SolarWorld Americas Inc., one of two U.S. solar manufacturers asking President Donald Trump for tariffs on imported panels, says the move could revive a struggling industry. It may also boost the company’s value ahead of a potential sale.
The manufacturer, owned by bankrupt German panel maker SolarWorld, has already invited more than a dozen suitors to submit nonbinding offers for the company. But final bids aren’t due until after Trump decides whether to levy tariffs, according to a spokesman for SolarWorld’s German insolvency administrator.
The push to find a buyer for SolarWorld Americas is the latest wrinkle in a months-long drive for tariffs that’s drawn opposition from most of the U.S. solar industry. SolarWorld and bankrupt Georgia panel maker Suniva Inc. say they desperately need protection from the flood of cheap imports from Asia. Critics argue tariffs would bail out two foreign-owned companies and their creditors at the expense of the U.S. solar industry, which has boomed thanks largely to low-cost panels.
“Reviving manufacturing in the U.S. may be part of their plan, but this is probably just an effort to salvage money,” said Jenny Chase, a Zurich-based analyst at Bloomberg New Energy Finance.
The U.S. International Trade Commission recommended in October that Trump impose tariffs of as much as 35 percent on imported panels. The president has until Jan. 26 to decide.
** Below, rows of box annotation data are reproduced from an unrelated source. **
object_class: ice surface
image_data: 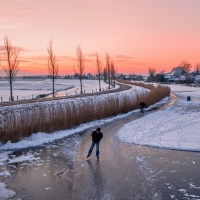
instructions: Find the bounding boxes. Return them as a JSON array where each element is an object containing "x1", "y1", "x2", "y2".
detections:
[
  {"x1": 118, "y1": 85, "x2": 200, "y2": 151},
  {"x1": 0, "y1": 181, "x2": 16, "y2": 200}
]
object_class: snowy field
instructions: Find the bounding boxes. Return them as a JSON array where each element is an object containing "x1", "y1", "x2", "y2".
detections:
[
  {"x1": 0, "y1": 85, "x2": 200, "y2": 199},
  {"x1": 0, "y1": 83, "x2": 149, "y2": 151},
  {"x1": 118, "y1": 85, "x2": 200, "y2": 151},
  {"x1": 0, "y1": 79, "x2": 119, "y2": 102}
]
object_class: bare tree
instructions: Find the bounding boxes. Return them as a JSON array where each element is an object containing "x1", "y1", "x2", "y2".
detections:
[
  {"x1": 96, "y1": 52, "x2": 102, "y2": 91},
  {"x1": 148, "y1": 67, "x2": 156, "y2": 81},
  {"x1": 178, "y1": 60, "x2": 192, "y2": 74},
  {"x1": 47, "y1": 40, "x2": 58, "y2": 97},
  {"x1": 76, "y1": 45, "x2": 85, "y2": 94},
  {"x1": 185, "y1": 74, "x2": 194, "y2": 85},
  {"x1": 105, "y1": 53, "x2": 111, "y2": 89},
  {"x1": 103, "y1": 68, "x2": 107, "y2": 82},
  {"x1": 195, "y1": 63, "x2": 200, "y2": 75},
  {"x1": 0, "y1": 36, "x2": 20, "y2": 101},
  {"x1": 111, "y1": 61, "x2": 117, "y2": 87}
]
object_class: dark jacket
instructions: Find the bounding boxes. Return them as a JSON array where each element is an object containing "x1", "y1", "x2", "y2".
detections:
[
  {"x1": 140, "y1": 101, "x2": 147, "y2": 108},
  {"x1": 92, "y1": 131, "x2": 103, "y2": 142}
]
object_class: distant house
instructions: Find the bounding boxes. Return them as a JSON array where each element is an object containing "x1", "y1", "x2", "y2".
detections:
[
  {"x1": 96, "y1": 74, "x2": 104, "y2": 80},
  {"x1": 86, "y1": 73, "x2": 95, "y2": 79},
  {"x1": 194, "y1": 75, "x2": 200, "y2": 84},
  {"x1": 164, "y1": 67, "x2": 183, "y2": 82},
  {"x1": 116, "y1": 74, "x2": 126, "y2": 80},
  {"x1": 142, "y1": 76, "x2": 149, "y2": 82}
]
“Maybe we have a chance to recoup some of the company’s real value,” SolarWorld Americas Chief Executive Officer Juergen Stein said in an interview.
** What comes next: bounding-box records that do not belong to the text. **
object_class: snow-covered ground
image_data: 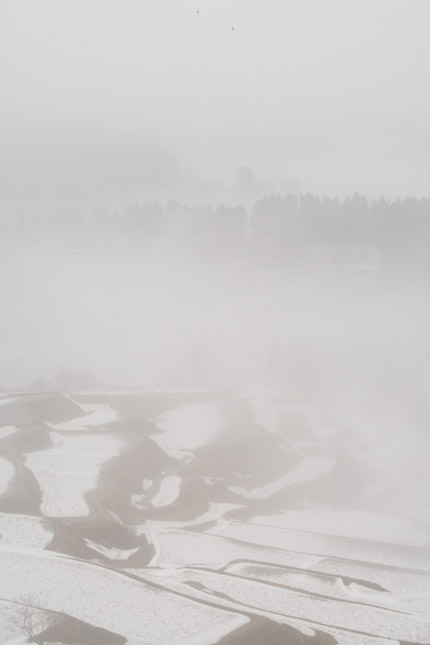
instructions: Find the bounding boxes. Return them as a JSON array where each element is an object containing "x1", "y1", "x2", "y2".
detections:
[
  {"x1": 230, "y1": 457, "x2": 336, "y2": 499},
  {"x1": 25, "y1": 433, "x2": 124, "y2": 517},
  {"x1": 0, "y1": 547, "x2": 248, "y2": 645},
  {"x1": 0, "y1": 426, "x2": 17, "y2": 439},
  {"x1": 0, "y1": 390, "x2": 430, "y2": 645},
  {"x1": 153, "y1": 403, "x2": 222, "y2": 456},
  {"x1": 0, "y1": 457, "x2": 15, "y2": 494},
  {"x1": 151, "y1": 475, "x2": 182, "y2": 506},
  {"x1": 0, "y1": 513, "x2": 54, "y2": 549},
  {"x1": 46, "y1": 399, "x2": 121, "y2": 432}
]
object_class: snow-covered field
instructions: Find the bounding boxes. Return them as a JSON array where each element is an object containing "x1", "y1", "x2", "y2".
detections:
[{"x1": 0, "y1": 390, "x2": 430, "y2": 645}]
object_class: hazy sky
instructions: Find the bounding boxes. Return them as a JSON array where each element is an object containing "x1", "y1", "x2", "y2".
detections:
[{"x1": 0, "y1": 0, "x2": 430, "y2": 202}]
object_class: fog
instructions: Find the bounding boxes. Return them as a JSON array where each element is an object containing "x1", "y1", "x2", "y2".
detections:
[
  {"x1": 0, "y1": 0, "x2": 430, "y2": 440},
  {"x1": 0, "y1": 0, "x2": 430, "y2": 214},
  {"x1": 0, "y1": 0, "x2": 430, "y2": 645}
]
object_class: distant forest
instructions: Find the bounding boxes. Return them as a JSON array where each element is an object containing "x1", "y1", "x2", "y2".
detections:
[{"x1": 4, "y1": 194, "x2": 430, "y2": 271}]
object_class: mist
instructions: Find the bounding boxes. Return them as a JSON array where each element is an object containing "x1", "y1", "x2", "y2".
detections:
[{"x1": 0, "y1": 0, "x2": 430, "y2": 645}]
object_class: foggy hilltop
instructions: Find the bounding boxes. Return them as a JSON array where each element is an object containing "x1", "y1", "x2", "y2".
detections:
[{"x1": 0, "y1": 0, "x2": 430, "y2": 645}]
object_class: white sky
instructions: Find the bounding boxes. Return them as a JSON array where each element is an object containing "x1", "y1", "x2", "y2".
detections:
[{"x1": 0, "y1": 0, "x2": 430, "y2": 201}]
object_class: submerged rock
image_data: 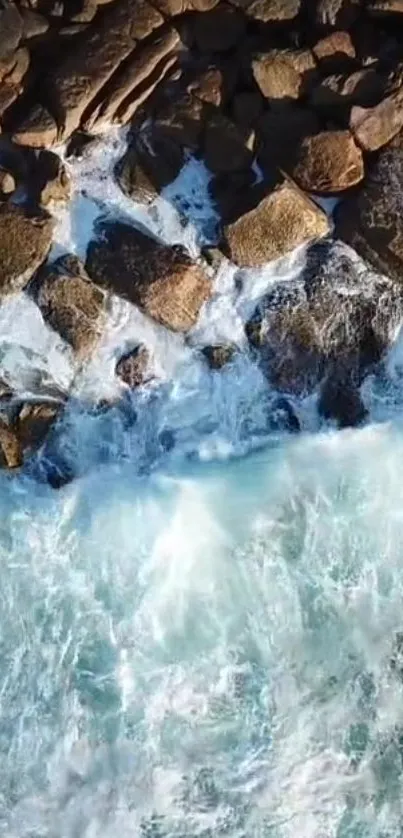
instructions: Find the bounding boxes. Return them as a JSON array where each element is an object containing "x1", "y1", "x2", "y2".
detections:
[{"x1": 86, "y1": 222, "x2": 211, "y2": 332}]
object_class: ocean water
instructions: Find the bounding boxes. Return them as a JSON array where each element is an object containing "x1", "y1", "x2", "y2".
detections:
[{"x1": 0, "y1": 128, "x2": 403, "y2": 838}]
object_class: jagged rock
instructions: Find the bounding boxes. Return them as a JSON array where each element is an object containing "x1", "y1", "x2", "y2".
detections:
[
  {"x1": 115, "y1": 130, "x2": 185, "y2": 203},
  {"x1": 115, "y1": 346, "x2": 150, "y2": 390},
  {"x1": 47, "y1": 0, "x2": 163, "y2": 139},
  {"x1": 257, "y1": 105, "x2": 321, "y2": 173},
  {"x1": 0, "y1": 203, "x2": 54, "y2": 297},
  {"x1": 13, "y1": 105, "x2": 57, "y2": 148},
  {"x1": 252, "y1": 50, "x2": 316, "y2": 106},
  {"x1": 34, "y1": 255, "x2": 105, "y2": 359},
  {"x1": 223, "y1": 178, "x2": 330, "y2": 268},
  {"x1": 0, "y1": 0, "x2": 23, "y2": 60},
  {"x1": 350, "y1": 89, "x2": 403, "y2": 151},
  {"x1": 190, "y1": 3, "x2": 245, "y2": 52},
  {"x1": 227, "y1": 0, "x2": 300, "y2": 23},
  {"x1": 86, "y1": 222, "x2": 211, "y2": 332},
  {"x1": 292, "y1": 131, "x2": 364, "y2": 193},
  {"x1": 312, "y1": 31, "x2": 356, "y2": 74},
  {"x1": 85, "y1": 27, "x2": 180, "y2": 130},
  {"x1": 202, "y1": 344, "x2": 235, "y2": 370},
  {"x1": 336, "y1": 132, "x2": 403, "y2": 283},
  {"x1": 247, "y1": 242, "x2": 403, "y2": 416},
  {"x1": 204, "y1": 107, "x2": 253, "y2": 173}
]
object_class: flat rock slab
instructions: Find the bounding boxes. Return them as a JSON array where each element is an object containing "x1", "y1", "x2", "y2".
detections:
[
  {"x1": 0, "y1": 204, "x2": 54, "y2": 297},
  {"x1": 291, "y1": 131, "x2": 364, "y2": 194},
  {"x1": 223, "y1": 178, "x2": 330, "y2": 268},
  {"x1": 86, "y1": 222, "x2": 211, "y2": 332}
]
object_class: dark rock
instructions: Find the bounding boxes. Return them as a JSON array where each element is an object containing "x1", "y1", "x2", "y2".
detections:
[
  {"x1": 0, "y1": 203, "x2": 53, "y2": 297},
  {"x1": 191, "y1": 3, "x2": 245, "y2": 52},
  {"x1": 202, "y1": 344, "x2": 235, "y2": 370},
  {"x1": 224, "y1": 178, "x2": 330, "y2": 268},
  {"x1": 292, "y1": 131, "x2": 364, "y2": 194},
  {"x1": 86, "y1": 222, "x2": 211, "y2": 332},
  {"x1": 115, "y1": 346, "x2": 150, "y2": 390},
  {"x1": 35, "y1": 255, "x2": 105, "y2": 359},
  {"x1": 247, "y1": 242, "x2": 403, "y2": 400},
  {"x1": 336, "y1": 132, "x2": 403, "y2": 283}
]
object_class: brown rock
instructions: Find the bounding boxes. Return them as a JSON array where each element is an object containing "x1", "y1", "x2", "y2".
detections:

The effort to find a buyer for Hillsboro, Ore.-based SolarWorld Americas is being overseen by Horst Piepenburg, a court-appointed lawyer administering the German parent company’s insolvency proceedings. Macquarie Capital is leading the sales effort. More than 100 potential investors were initially approached, and 15 were invited to submit nonbinding offers, Thomas Schulz, Piepenburg’s spokesman, said in an email. Bidders, however, asked that the deadline for final bids be pushed back until the scope and duration of any tariffs become clear.
“The first step: clarity from the Trump administration,” Schulz said in a phone interview.
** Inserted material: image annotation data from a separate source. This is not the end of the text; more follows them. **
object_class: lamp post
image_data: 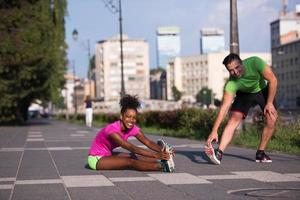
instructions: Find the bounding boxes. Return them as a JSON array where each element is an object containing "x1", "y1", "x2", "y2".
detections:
[
  {"x1": 103, "y1": 0, "x2": 126, "y2": 97},
  {"x1": 230, "y1": 0, "x2": 240, "y2": 54},
  {"x1": 72, "y1": 29, "x2": 92, "y2": 97},
  {"x1": 72, "y1": 60, "x2": 77, "y2": 119}
]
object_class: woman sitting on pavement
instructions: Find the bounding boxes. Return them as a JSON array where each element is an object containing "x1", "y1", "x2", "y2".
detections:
[{"x1": 88, "y1": 95, "x2": 174, "y2": 172}]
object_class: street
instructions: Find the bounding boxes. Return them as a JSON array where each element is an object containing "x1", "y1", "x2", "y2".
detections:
[{"x1": 0, "y1": 120, "x2": 300, "y2": 200}]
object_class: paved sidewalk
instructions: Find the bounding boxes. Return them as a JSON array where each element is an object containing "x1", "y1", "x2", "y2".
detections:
[{"x1": 0, "y1": 121, "x2": 300, "y2": 200}]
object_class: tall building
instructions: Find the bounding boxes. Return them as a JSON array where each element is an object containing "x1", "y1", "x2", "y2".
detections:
[
  {"x1": 150, "y1": 68, "x2": 167, "y2": 100},
  {"x1": 156, "y1": 26, "x2": 181, "y2": 69},
  {"x1": 167, "y1": 52, "x2": 271, "y2": 100},
  {"x1": 270, "y1": 4, "x2": 300, "y2": 109},
  {"x1": 95, "y1": 35, "x2": 150, "y2": 101},
  {"x1": 200, "y1": 28, "x2": 225, "y2": 54}
]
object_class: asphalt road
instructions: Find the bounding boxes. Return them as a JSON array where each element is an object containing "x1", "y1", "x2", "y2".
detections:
[{"x1": 0, "y1": 121, "x2": 300, "y2": 200}]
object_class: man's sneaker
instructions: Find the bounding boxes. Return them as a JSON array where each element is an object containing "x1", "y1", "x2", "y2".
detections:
[
  {"x1": 205, "y1": 146, "x2": 223, "y2": 165},
  {"x1": 255, "y1": 150, "x2": 272, "y2": 163},
  {"x1": 160, "y1": 160, "x2": 174, "y2": 172},
  {"x1": 157, "y1": 139, "x2": 175, "y2": 172}
]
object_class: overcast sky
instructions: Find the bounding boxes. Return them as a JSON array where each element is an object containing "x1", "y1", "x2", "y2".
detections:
[{"x1": 66, "y1": 0, "x2": 300, "y2": 78}]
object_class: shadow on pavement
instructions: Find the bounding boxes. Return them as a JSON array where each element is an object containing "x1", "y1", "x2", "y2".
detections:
[
  {"x1": 176, "y1": 150, "x2": 211, "y2": 164},
  {"x1": 176, "y1": 151, "x2": 254, "y2": 164}
]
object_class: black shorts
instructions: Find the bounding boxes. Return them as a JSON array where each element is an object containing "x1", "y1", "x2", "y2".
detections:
[{"x1": 230, "y1": 86, "x2": 276, "y2": 118}]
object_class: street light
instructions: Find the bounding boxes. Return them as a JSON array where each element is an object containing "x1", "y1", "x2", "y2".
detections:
[
  {"x1": 72, "y1": 60, "x2": 77, "y2": 119},
  {"x1": 72, "y1": 29, "x2": 92, "y2": 97},
  {"x1": 230, "y1": 0, "x2": 240, "y2": 54},
  {"x1": 103, "y1": 0, "x2": 126, "y2": 97}
]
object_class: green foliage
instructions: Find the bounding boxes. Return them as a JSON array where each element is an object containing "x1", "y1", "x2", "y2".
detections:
[{"x1": 0, "y1": 0, "x2": 66, "y2": 123}]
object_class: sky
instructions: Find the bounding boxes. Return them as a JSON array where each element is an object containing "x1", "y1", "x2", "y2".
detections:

Waiting for the White House to act can only help SolarWorld, Arash Roshan Zamir, Hamburg-based analyst at Warburg Research GmbH, said in a phone interview.
“If they wait a couple more days, they get a tariff of at least 30 percent. And if they’re lucky, maybe much more,” Zamir said. “Either way, the value of the company goes up.”
Suniva filed the trade case in April, and SolarWorld Americas joined as a co-petitioner in May, shortly after its parent declared insolvency. Rooftop installers and solar-farm developers that employ 85 percent of the industry’s 260,000 workers have largely opposed the push for tariffs. Higher panels prices, they warn, would cost thousands of jobs.
Even with tariffs, U.S. developers are still apt to rely on Chinese manufacturers for solar panels, said Hugh Bromley, a New York-based analyst at New Energy Finance.
“There’s an extremely low likelihood that the U.S. will ever manufacture enough equipment to meet its own domestic needs,” Bromley said.
Suniva, which is majority owned by China-based Shunfeng International Clean Energy, has also been mulling buyout offers.
The 35 percent tariffs recommended by the trade commission are less than what SolarWorld and Suniva sought. Nonetheless, developers say duties will hurt.
“The trade laws that they’re actually using will cause more damage to American jobs than they’re claiming to protect,” said Matthew McGovern, chief executive officer of Santa Monica, Calif.-based Cypress Creek Renewables, a developer that was approached this year about buying SolarWorld Americas. “Under no other political dynamic or environment could this have worked.”